Community and separate property
Texas law views property that you and your spouse acquired during the marriage as community property. The same goes for any debt that you accumulated while you were married.
Any property or debt that either of you had before you were married is separate property. Some property acquired during the marriage can be labeled separate property, including gifts, inheritances, investment income and personal injury lawsuit or settlement proceeds.
Your personal property, such as clothes, furniture and other minor items, are legally considered community property if you bought them during the marriage. However, you typically do not need to list every single item of personal property in your final written divorce decree.
In many cases, personal property is not mentioned at all aside from perhaps some language stating that you and your spouse have already divided your personal property to your satisfaction.

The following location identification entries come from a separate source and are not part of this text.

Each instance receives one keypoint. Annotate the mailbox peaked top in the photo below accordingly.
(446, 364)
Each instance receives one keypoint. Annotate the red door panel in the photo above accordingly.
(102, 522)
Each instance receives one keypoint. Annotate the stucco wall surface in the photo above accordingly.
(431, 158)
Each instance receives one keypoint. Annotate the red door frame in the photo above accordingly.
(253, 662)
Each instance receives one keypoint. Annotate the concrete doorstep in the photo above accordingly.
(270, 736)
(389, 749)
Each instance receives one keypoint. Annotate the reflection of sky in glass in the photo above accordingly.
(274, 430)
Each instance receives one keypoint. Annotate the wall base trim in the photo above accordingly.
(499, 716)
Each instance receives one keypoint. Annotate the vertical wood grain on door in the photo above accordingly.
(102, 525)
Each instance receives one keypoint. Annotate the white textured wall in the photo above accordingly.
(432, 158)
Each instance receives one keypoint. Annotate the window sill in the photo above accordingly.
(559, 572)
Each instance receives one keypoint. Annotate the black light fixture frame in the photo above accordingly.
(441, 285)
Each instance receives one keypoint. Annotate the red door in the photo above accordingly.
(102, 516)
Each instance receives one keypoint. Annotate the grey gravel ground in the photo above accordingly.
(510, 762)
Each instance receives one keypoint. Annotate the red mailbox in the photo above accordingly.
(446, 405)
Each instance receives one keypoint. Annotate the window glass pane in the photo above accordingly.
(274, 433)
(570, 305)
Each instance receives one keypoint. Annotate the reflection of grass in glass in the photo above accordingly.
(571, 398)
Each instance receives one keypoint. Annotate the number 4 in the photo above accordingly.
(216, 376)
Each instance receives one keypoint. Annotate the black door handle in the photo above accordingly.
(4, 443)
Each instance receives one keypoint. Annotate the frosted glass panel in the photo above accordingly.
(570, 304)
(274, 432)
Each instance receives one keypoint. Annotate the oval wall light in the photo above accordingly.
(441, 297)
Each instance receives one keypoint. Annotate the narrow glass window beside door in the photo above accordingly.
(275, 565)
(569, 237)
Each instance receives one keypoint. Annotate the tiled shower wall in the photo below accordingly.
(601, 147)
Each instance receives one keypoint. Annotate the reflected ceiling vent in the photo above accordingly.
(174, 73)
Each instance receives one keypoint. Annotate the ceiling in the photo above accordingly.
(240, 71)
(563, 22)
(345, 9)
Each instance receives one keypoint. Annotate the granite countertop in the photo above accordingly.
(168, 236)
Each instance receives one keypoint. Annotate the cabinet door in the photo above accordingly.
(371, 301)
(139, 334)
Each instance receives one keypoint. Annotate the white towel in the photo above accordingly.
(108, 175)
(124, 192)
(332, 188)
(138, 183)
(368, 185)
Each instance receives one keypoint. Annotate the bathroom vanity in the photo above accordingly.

Since you will probably be living separately at some point before your divorce is final, the court expects that you and your spouse will separate your personal belongings beforehand.
Property division in a divorce is typically intended to address major items of property such as houses, cars, retirement accounts or debts. Most judges do not want to decide issues such as “who is going to get the couch?”
Be prepared with detailed information
When addressing these major items of property, be prepared to provide detailed information to clearly identify the property. This includes things such as the legal description for pieces of real estate and vehicle identification numbers (“VIN”) for cars.
The overall result of property division is intended to be an equitable distribution of property. This does not mean “50/50”, but a division that is fair to both spouses.
Since property division can be complex and you want to make sure you are getting a fair deal, it is best to negotiate it with the help of an attorney. If you end up litigating property division in court, an attorney’s experience will be valuable.